U.S. Senate candidate Rick Weiland (D. SD) has added quite a few more towns to his big campaign tour:
Sioux Falls businessman and Democratic candidate for Senate, Rick Weiland, announced that he is expanding his tour of South Dakota's 311 towns to include an additional 50 unincorporated towns.
"Unincorporated towns are to South Dakota what South Dakota is to the nation. They may be small, but they and the opinions and ideas of their citizens matter," Weiland said yesterday in Rowena, the 246th stop on his statewide tour.

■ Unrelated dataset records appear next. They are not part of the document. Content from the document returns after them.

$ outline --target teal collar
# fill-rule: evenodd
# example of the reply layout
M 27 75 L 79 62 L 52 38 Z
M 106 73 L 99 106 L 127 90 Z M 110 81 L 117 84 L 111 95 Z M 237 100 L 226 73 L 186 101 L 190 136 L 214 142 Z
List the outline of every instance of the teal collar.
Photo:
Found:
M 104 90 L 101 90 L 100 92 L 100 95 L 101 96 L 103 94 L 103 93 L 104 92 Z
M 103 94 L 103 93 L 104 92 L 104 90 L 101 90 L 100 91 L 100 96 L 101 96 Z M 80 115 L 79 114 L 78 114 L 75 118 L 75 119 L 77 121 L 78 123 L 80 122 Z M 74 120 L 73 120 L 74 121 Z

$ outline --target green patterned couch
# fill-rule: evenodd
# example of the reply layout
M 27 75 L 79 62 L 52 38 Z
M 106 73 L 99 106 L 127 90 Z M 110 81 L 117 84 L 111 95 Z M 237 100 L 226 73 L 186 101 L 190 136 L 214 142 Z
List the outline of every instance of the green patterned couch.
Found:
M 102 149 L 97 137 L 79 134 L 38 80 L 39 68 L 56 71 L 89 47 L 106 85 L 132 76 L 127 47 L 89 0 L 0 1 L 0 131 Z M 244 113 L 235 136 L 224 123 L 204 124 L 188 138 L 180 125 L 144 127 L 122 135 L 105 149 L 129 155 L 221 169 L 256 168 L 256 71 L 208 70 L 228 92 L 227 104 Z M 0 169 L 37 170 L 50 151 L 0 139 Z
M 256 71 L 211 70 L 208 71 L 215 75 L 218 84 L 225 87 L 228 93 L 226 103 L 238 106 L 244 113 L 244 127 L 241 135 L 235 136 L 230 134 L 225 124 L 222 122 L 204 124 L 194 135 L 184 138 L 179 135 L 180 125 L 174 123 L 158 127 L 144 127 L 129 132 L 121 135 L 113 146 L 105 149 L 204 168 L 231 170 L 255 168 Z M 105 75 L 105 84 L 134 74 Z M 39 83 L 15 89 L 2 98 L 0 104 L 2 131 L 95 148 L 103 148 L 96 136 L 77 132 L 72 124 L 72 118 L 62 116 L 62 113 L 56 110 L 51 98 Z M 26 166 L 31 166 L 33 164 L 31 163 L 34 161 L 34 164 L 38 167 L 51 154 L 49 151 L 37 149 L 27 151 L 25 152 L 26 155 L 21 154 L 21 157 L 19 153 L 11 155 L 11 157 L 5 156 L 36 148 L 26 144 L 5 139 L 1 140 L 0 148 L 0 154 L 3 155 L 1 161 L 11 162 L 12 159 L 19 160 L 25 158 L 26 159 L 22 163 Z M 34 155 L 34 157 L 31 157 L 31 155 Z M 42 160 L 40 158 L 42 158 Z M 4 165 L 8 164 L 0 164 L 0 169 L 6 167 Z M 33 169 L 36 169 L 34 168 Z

“When I first got into this race, I pledged to visit every town in South Dakota. Some folks didn’t believe me. And quite a few folks, including sometimes myself, probably thought I was nuts. But 246 towns and 6 months later, nobody is saying that anymore. They can see exactly the same thing I can now see, that going out and talking with people, listening, and thinking, and learning with them, is the way to go. So far as I am concerned," Weiland said, "this kind of 'back to the future' campaign is proving what we should never have forgotten, that respecting people by going to them and asking them for their vote is better, both for them, and for the candidate, than trying to buy their vote on TV."
“That is why I am proud to announce that I am adding an additional 50 unincorporated towns to our statewide tour,” Weiland said. "Hopefully it will be above zero when I visit at least a few of them," he joked. "And if it were warmer than the balmy 25 degrees we had in Lennox that would be even better," he added.
“It is disgraceful that people in some of the towns I have visited tell me they haven't seen a candidate in decades. They are angry that politicians are serving the interests of the billionaires and special interests who fund their campaigns. 'What do you expect,' they tell me, 'of people who spend all their time raising money from rich non-South Dakotans and can't even be bothered to come out here one single time to talk with us.'"
“South Dakotans know they aren’t getting a fair shake when, no matter how hard they work, and many are working themselves to the bone, they can’t get ahead. Meanwhile, they see billionaires getting richer and richer, then having the gall to complain about having to pay the same tax rate as every day South Dakotans,” Weiland concluded.
On Tuesday, Weiland visited 11 additional towns: Colton, Lyons, Crooks, Renner, Ellis, Chancellor, Lennox, Harrisburg, Rowena, Ben Clare, and Booge.